John Wyver writes: Making a Poster on the evening of Monday 21 February 1938 featured artist Dora Clarke, familiar from other AP broadcasts, taking the audience through the stages of producing what was not exactly a poster, but rather the front cover of a forthcoming issue of The Listener.

Nor was Ms Clarke actually the designer, who was in fact Pat Keely, a significant creative figure and designer of the wonderful ‘Night Mail’ poster (the original art for which is below, and for the service not the documentary), but relegated on this broadcast to assisting the presenter while remaining (as the PasB noted) out of vision.
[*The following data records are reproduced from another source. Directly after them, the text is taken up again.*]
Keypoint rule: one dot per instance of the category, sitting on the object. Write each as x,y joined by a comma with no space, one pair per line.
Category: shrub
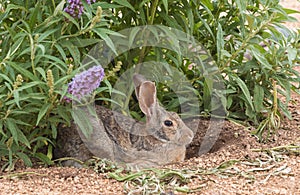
42,47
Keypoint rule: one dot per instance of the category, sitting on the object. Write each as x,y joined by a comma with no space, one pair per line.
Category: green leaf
84,42
3,76
258,98
16,132
103,34
59,7
261,58
42,112
23,71
220,42
245,91
165,3
12,127
125,4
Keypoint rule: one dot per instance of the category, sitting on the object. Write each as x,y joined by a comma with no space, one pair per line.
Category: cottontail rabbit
162,140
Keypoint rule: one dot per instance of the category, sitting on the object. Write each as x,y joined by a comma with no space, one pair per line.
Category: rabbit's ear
147,97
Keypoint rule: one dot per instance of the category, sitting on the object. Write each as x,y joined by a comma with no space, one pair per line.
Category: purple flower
85,83
75,7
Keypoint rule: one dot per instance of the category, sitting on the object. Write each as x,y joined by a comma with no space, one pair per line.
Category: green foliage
41,49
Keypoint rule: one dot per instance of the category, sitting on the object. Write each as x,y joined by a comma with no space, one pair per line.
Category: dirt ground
238,164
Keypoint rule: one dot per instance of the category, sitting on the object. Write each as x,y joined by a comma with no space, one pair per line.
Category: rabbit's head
163,125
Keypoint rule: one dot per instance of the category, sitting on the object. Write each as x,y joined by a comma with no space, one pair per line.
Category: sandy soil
238,164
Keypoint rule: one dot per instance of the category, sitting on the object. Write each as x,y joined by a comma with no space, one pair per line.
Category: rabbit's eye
168,123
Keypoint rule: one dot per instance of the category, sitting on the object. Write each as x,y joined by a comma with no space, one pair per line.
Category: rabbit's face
171,129
176,130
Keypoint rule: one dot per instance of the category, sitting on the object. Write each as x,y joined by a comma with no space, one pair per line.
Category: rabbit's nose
187,136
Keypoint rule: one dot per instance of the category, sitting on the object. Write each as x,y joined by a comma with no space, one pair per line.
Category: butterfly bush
75,7
85,83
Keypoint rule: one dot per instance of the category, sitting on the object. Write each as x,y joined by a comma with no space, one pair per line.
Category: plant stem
152,16
246,41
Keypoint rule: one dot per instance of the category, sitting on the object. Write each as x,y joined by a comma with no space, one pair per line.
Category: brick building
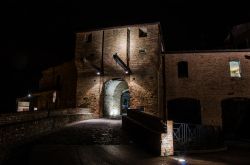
120,67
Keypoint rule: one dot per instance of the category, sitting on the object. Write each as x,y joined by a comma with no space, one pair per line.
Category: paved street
102,141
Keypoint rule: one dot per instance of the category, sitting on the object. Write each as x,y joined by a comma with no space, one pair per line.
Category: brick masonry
62,79
209,78
208,81
144,66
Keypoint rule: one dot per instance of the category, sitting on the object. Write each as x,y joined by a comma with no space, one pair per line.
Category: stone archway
114,91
In The Listener of 2 March 1938 ‘G.G.W.’ described the broadcast:

Viewers will have recognised the cover of this week’s LISTENER. It formed the basis of a programme from Alexandra Palace on Monday evening of last week, in which Dora Clarke demonstrated the designing, painting and printing of a poster in three colours.
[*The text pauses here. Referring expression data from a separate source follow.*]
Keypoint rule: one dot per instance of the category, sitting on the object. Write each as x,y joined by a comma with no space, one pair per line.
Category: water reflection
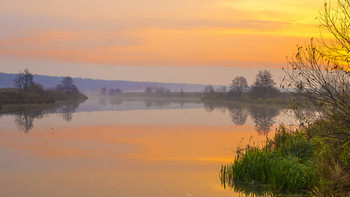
262,115
149,103
25,115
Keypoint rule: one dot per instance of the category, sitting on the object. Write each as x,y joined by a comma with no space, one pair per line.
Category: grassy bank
294,162
15,96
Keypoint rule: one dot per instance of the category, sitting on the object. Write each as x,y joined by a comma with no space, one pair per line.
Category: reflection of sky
124,160
157,152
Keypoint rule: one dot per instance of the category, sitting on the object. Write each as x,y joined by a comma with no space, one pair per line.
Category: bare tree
264,85
67,86
23,79
319,72
239,84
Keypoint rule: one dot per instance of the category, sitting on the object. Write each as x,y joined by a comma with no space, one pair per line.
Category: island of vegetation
314,158
26,91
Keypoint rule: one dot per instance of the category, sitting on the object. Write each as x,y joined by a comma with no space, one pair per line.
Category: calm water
110,147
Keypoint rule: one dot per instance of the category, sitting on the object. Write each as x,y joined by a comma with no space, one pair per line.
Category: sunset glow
210,33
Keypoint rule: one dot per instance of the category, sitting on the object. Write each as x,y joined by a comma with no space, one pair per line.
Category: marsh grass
293,162
284,164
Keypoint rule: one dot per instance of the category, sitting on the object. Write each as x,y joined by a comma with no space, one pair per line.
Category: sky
189,41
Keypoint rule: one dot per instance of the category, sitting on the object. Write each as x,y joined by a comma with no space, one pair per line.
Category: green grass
15,96
291,163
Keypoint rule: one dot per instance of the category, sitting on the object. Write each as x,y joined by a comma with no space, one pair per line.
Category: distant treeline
27,91
263,89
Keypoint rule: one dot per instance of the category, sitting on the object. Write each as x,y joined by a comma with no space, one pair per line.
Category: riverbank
12,96
294,162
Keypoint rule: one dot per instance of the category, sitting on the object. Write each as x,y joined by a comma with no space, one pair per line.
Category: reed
285,164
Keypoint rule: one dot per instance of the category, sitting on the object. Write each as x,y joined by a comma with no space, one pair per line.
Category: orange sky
152,34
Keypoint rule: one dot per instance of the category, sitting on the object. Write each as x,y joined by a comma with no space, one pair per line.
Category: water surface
111,147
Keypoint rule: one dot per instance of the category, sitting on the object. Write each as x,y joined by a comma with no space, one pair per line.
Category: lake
113,147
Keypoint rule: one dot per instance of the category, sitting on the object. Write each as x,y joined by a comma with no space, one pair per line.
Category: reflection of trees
24,122
156,103
26,115
239,116
67,110
263,117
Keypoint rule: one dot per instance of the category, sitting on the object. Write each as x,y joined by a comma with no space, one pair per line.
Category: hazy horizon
201,42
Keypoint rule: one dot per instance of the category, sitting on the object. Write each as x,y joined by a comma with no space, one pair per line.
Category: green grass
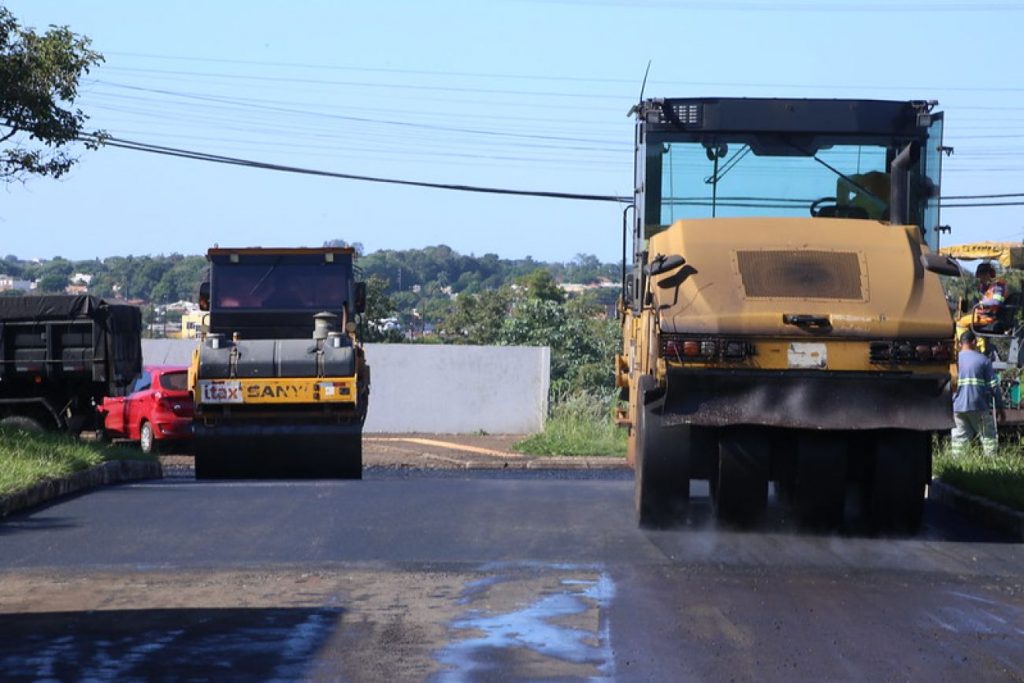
999,478
27,459
581,424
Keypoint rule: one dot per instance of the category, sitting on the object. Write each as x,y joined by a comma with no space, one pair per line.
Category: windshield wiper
728,166
857,185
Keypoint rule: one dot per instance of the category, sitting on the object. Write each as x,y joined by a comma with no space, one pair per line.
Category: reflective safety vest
977,385
991,300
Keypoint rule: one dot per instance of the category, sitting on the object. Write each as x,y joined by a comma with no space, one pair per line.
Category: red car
158,410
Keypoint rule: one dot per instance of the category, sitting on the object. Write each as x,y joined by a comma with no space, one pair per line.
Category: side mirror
663,263
360,297
204,296
943,265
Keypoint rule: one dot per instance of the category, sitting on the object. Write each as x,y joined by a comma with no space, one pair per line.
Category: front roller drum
900,468
739,484
662,469
267,451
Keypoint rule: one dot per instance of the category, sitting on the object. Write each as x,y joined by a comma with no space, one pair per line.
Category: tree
380,308
541,285
477,318
39,76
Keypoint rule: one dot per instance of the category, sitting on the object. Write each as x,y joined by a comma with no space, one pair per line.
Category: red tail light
908,352
180,407
682,350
The poster in question was specially designed for the purpose by Pat Keely, but Miss Clarke showed us only Mr. Keely’s small rough of it and then demonstrated how it would be enlarged to billboard size for printing. Miss Clarke explained that the method she proposed to use was that devised long ago by the old masters and used by most artists today, the method of squaring out…

‘G.G.W.’ recognised the challenge possed by the monochrome medium of television, and indeed by The Listener cover:

And then, in Miss Clarke’s own words, came the real fun – painting… The whole background, we were told, was orange, leaving the screen and ether waves white. She then put in the ring of shadow round the white rectangle (representing a receiver screen) using an air brush to do it with…

First she pinned a stencil over the screen to prevent paint going where it was not wanted, and then ran the brush all round the edge. Then she painted in the eye. Naturally there was no time to put in the lettering of the word’ Television’, but we were shown in rough where it would have gone.

‘G.G.W.’ was disappointed that the printing process was not shown. Instead Dora Clarke explained about the workings of lithography and the use of three stones to produce four colours worked. Then came a sequence of variants on the Blue Peter principle of here’s-one-I-made-earlier.

We were shown a pull of the poster in its first state showing only the blue ink, that is to say only the eye, the aerial and the letters ‘tele’. Then we saw the second state in which orange had been added to blue, and finally the third state with the black.

As for the completed cover…

‘G.G.W.’ added that,

Besides the demonstration of how the television poster was made we were shown a number of finished posters, many of them familiar to viewers, Miss Clarke explaining that poster art should interest everybody today because we see more of it than practically any other form of art.

So far as the demonstration of poster production was concerned the programme was, of course, all rather elementary and probably only a small proportion of viewers found themselves being told much that they did not already know. In spite of that, Miss Clarke made it amusing and interesting and most of us must have been keeping our eyes more intelligently and critically occupied while waiting on Underground platforms since.

Among the other works illustrated in this programme celebrating everyday modernism were railway posters by Fred Taylor, and Pat Keely, most likely including ‘Night Mail’, and more of whose excellent work can be found on Wikimedia Commons here, and examples of the commercial art of Edward McKnight Kauffer, John Armstrong and Eric Fraser, as well as Doris Zinkeisen‘s famed travel poster of Queen Elizabeth at Cambridge.